AMD_multi_draw_indirect is a functionality that Direct3D 11 programmers can be particularly jealous as it reached OpenGL 4.3 specification but this great feature is still missing in the Direct3D 11 world. Direct3D 11 and OpenGL 4.0 introduced the draw indirect functionality to submit a draw using parameters stored in a buffer object. AMD_multi_draw_indirect extends this feature by allowing multiple draw submissions in a single call. This approach moves a CPU loop to a GPU command processor loop, hence potentially significantly reducing the CPU overhead and the possible number of draws per frame. Unfortunately, unlike instanced draw, OpenGL doesn't provide a unique identifier per draw (let's call it gl_DrawID) for each draw...
A first approach we could thought of is to use an atomic counter and increment each draw its value when gl_VertexID and gl_InstanceID are equal to 0. Unfortunately, this idea is not working because of the GPU architecture so that OpenGL doesn't provide guarantee on the order of excutions so that we can't be sure with this method that the first draw will be identified with the value 0. On AMD hardware this behavior is almost possible but not all the time.
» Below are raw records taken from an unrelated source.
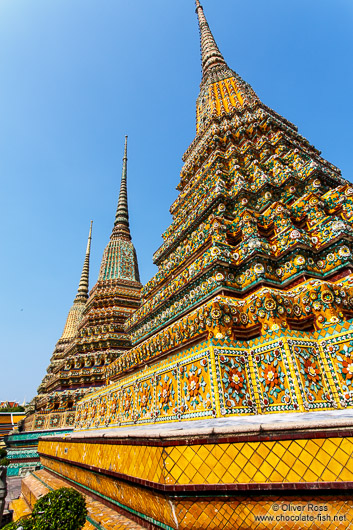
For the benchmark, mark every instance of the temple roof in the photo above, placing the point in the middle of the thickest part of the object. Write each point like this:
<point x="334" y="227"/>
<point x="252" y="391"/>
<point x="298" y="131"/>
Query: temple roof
<point x="75" y="313"/>
<point x="119" y="259"/>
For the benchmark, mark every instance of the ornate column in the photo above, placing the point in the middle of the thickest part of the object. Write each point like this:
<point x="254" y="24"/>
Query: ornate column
<point x="3" y="490"/>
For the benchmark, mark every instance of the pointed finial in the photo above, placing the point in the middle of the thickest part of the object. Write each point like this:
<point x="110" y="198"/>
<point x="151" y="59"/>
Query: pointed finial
<point x="121" y="224"/>
<point x="82" y="291"/>
<point x="211" y="56"/>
On NVIDIA hardware atomic counter are asynchronously executed which nearly guarantee that we will never have the right identifier for a draw.
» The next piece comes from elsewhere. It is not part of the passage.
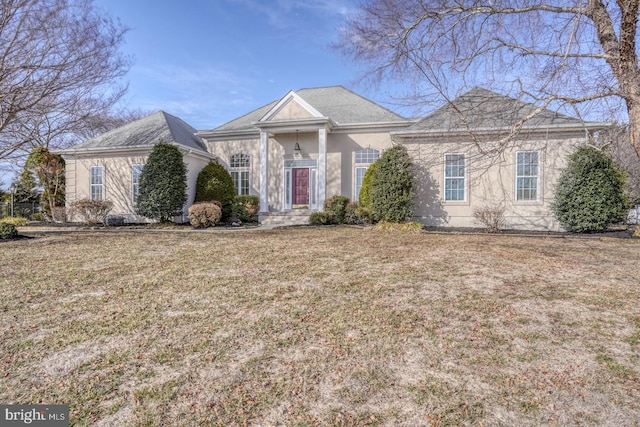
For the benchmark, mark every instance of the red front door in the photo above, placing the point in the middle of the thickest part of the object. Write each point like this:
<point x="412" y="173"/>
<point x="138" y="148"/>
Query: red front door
<point x="300" y="186"/>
Fortunately, there is one method we can use using a vertex attribute with a divisor and base instance.
With a divisor equal to 1, all the vertices of a draw will access to the same buffer value. Then, for each draw we use the base instance parameter as an offset to set where in the buffer we are reading the DrawID value. The base instance value act here as an indirection value which increases the execution latency but allow to set a specific value for each DrawID, providing a behavior more advanced than a simple increase of the value for each draw. This behavior allows to maximize the usage of each draws by the application. When each draw is associated with a specific mesh, for a specific frame a lot of draws will be useless for the rendering. This behavior wouldn't matter if discarding a draw was particularly efficient but it isn't on both Kepler and Southern Islands architectures. By being able to assign a specific DrawID to each draw we can assign a specific mesh for each draw allowing to build the needed list of meshes for each draw.
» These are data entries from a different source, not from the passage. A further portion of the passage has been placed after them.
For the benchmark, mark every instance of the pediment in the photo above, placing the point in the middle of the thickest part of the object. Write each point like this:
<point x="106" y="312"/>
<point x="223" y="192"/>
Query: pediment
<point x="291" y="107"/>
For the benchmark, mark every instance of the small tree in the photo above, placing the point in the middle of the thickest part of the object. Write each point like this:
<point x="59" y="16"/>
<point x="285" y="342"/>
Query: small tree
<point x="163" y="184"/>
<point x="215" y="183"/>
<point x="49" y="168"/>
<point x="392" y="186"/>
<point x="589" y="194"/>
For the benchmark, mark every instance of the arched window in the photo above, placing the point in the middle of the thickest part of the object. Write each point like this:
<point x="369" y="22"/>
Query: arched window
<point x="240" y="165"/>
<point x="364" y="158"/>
This DrawID gives an interesting functional quality to the multi draw indirect approach however adding an application specific semantic could increase the flexibility and even the change the application performance balance. This DrawID is useful because it allows indexing resources in the shader. Typically, we would like to use it to index material in the fragment shader stage. We can even imagine that multiple resources will be indexed thanks this this DrawID. Hence, we need an indirection table that per draw and this table will be embodied by a uniform block which stores indexes to access each resource per draw. Unfortunately indirections imply latencies and potentially performance...
A possible improvement for this DrawID is to add to itself some semantics to skip one level of indirection. Hence, we can create multiple DrawIDs using both a divisor equal to 1 and BaseInstance and call them "MaterialID", "VertexFormatID" or whatever an OpenGL application needs.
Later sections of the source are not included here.